They’re currently enjoying a month-long holiday in Indonesia, followed by a cruise from Brisbane to Victoria, booked for the Melbourne Cup.
“We know that there will be something left, but we’re not saying that we have to leave everything to them and therefore sacrifice our travel or our retirement,” Ms Ryan said.
An international survey by the Organisation for Economic Cooperation and Development (OECD) in 2023 found that on average across its 39 member countries, only 34 per cent of adults reached the minimum target score on financial literacy.
Financial advisor Ben Greany said teaching financial literacy to your children was integral to setting up your own retirement.

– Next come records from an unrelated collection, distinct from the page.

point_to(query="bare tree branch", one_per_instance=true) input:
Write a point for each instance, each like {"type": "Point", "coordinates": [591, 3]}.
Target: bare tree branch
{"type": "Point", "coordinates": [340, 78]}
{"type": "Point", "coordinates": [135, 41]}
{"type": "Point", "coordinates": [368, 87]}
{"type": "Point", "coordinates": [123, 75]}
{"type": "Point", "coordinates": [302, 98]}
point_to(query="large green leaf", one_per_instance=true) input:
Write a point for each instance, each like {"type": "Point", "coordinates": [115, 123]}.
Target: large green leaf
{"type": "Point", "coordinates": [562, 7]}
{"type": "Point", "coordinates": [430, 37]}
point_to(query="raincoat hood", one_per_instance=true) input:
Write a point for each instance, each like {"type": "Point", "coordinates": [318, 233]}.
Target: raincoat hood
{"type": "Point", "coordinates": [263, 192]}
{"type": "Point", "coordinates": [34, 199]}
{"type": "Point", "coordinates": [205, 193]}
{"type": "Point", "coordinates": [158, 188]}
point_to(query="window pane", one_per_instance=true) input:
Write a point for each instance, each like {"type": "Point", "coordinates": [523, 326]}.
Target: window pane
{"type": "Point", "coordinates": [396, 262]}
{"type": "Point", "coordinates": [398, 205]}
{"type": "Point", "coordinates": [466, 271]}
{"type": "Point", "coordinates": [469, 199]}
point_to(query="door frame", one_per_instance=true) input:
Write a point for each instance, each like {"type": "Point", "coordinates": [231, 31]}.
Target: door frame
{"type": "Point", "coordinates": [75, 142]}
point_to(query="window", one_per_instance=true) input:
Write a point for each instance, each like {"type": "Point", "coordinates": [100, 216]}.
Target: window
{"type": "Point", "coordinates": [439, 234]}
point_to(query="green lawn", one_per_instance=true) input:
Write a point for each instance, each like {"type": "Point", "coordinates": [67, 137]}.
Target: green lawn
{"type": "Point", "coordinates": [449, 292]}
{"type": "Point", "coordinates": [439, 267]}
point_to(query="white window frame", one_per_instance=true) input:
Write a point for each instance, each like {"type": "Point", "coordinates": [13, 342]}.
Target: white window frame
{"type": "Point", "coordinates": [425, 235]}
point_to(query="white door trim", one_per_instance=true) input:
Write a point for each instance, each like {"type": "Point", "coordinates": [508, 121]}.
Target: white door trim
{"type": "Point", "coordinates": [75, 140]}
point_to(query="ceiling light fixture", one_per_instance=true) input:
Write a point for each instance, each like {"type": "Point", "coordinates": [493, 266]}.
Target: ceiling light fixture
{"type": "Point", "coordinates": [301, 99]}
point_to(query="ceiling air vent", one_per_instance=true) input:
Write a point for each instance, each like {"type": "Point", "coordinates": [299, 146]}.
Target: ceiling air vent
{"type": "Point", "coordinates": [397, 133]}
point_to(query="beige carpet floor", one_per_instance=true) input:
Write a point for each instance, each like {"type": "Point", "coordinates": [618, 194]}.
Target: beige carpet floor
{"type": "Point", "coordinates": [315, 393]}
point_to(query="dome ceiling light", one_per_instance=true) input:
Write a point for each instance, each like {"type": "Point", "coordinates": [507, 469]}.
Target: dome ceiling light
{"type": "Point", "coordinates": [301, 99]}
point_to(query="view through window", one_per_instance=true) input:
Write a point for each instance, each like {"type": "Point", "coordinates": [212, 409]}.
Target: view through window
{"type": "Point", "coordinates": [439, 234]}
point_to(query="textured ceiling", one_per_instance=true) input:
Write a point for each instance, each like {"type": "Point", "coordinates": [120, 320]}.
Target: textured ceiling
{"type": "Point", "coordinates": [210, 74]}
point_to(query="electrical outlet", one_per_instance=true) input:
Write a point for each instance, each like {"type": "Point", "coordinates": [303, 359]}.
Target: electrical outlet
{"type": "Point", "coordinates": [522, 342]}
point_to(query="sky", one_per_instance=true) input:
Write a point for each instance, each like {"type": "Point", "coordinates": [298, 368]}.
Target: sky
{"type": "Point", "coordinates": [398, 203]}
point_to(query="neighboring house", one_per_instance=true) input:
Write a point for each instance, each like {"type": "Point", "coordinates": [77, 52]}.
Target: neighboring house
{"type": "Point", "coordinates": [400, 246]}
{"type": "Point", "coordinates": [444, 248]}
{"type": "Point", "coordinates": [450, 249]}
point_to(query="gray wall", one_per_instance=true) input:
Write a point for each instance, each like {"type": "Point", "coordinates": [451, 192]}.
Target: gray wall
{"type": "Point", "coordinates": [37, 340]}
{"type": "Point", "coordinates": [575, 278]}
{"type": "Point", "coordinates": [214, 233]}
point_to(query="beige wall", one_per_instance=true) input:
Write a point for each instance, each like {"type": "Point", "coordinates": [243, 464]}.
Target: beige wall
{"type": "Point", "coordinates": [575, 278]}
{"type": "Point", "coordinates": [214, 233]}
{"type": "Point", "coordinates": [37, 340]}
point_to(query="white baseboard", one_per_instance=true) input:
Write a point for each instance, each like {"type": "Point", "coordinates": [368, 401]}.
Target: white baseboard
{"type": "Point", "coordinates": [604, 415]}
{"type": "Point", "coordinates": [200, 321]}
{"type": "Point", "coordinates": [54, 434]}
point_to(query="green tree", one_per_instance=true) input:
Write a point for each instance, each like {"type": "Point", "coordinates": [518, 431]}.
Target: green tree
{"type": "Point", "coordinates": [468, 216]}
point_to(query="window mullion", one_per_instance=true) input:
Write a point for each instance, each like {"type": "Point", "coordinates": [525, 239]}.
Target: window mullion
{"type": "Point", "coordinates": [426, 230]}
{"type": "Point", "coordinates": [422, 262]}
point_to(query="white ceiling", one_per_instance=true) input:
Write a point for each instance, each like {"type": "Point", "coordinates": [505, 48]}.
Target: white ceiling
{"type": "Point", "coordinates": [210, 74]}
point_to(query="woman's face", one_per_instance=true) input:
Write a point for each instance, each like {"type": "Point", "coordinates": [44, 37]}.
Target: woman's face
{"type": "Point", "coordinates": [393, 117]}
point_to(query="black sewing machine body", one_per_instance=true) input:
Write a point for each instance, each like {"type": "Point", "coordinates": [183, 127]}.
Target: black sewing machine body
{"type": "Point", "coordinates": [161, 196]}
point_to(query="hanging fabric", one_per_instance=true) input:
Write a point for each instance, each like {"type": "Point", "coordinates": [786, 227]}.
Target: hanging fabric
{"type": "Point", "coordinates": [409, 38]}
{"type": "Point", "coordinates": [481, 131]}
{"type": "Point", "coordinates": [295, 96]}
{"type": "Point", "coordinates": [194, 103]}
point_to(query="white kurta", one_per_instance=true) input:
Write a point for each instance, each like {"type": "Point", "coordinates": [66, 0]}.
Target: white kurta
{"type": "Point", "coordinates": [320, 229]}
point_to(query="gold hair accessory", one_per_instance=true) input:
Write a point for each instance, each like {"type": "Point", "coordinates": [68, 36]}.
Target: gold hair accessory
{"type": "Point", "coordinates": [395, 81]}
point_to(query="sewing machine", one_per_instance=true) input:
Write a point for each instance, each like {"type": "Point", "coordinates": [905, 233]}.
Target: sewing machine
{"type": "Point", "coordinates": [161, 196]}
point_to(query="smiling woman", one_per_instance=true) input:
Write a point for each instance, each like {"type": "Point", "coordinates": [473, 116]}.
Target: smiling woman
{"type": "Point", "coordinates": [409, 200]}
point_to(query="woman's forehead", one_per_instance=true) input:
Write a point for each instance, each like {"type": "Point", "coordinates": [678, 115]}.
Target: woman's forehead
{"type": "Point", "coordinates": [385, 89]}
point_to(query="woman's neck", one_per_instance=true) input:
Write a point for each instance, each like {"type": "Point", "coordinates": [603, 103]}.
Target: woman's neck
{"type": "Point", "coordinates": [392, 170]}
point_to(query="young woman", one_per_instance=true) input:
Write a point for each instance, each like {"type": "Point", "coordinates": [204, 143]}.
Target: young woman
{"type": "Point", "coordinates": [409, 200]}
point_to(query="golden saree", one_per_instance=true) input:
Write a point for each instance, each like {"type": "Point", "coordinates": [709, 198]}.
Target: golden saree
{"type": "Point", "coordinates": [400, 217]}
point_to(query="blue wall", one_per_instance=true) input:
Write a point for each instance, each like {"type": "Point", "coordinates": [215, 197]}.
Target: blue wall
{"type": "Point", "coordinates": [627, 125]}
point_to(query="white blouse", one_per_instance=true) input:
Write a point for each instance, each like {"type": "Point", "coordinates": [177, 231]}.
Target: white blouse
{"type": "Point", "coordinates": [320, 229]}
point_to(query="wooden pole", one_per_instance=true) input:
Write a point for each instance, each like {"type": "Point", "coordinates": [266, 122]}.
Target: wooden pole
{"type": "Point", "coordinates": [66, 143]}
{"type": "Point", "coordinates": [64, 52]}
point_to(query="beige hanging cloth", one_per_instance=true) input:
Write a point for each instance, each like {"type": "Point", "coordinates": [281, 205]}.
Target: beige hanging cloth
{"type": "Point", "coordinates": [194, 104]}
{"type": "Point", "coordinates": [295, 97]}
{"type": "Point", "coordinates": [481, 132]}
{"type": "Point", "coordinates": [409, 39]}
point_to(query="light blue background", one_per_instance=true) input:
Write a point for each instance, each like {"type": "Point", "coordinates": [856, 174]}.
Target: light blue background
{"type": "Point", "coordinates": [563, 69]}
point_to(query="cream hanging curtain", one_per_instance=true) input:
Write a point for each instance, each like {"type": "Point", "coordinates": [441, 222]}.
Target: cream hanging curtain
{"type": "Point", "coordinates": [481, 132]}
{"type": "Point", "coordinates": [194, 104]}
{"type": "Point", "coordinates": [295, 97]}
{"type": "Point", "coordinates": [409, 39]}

“The ones [retirees] that do it well, do have children that have been successful in their own right and do have their own financial stability,” the central Queensland-based advisor said.
Mr Greany said the intergenerational consequences of financial literacy issues were obvious.
“If someone has had parents that have always struggled and not done their own budgets well, you’d expect that to flow through to the children,” he said.
“The discipline of saving is very hard, it’s not something you would just pick up naturally … you would have to be taught and influenced in some way.”
Mr Ryan, 58 — a carpenter by trade who went on to work in local government — retired earlier this month.
Ms Ryan, 65, retired in February from her career as a vocational teacher at TAFE Queensland, and still operates a small side-hustle as a travel agent.
But the couple said their preparation for retirement started decades ago when they began teaching their daughters fiscal lessons from an early age.
Mr Ryan said one of those strategies had their daughters funding items they wanted, while big ticket-purchases — such as a car — were split half-and-half.
“It taught them the value of money,” he said.
“If you give your kids something, then it has no value to them, and they’ll damage that car or they’ll damage that phone and there’s no financial consequence.”
He said there was also an emphasis on work ethic.
“They had jobs since they were 14 years and nine months,” Mr Ryan said.
“[When they graduated] they were just keen to get into the world, earn their own money and set themselves up.”
Hailey Ryan, the couple’s youngest daughter, applauds her parents’ approach.
She said being taught a good work and financial ethic from a young age had allowed her parents to have more financial freedom.
“They don’t have two daughters relying on them,” the 25-year-old said.
She welcomed her parents’ adventurous spirit and ability to enjoy their retirement years.
“They have worked really hard, so I think it is really exciting opportunity to spend money the way they want to,” she said.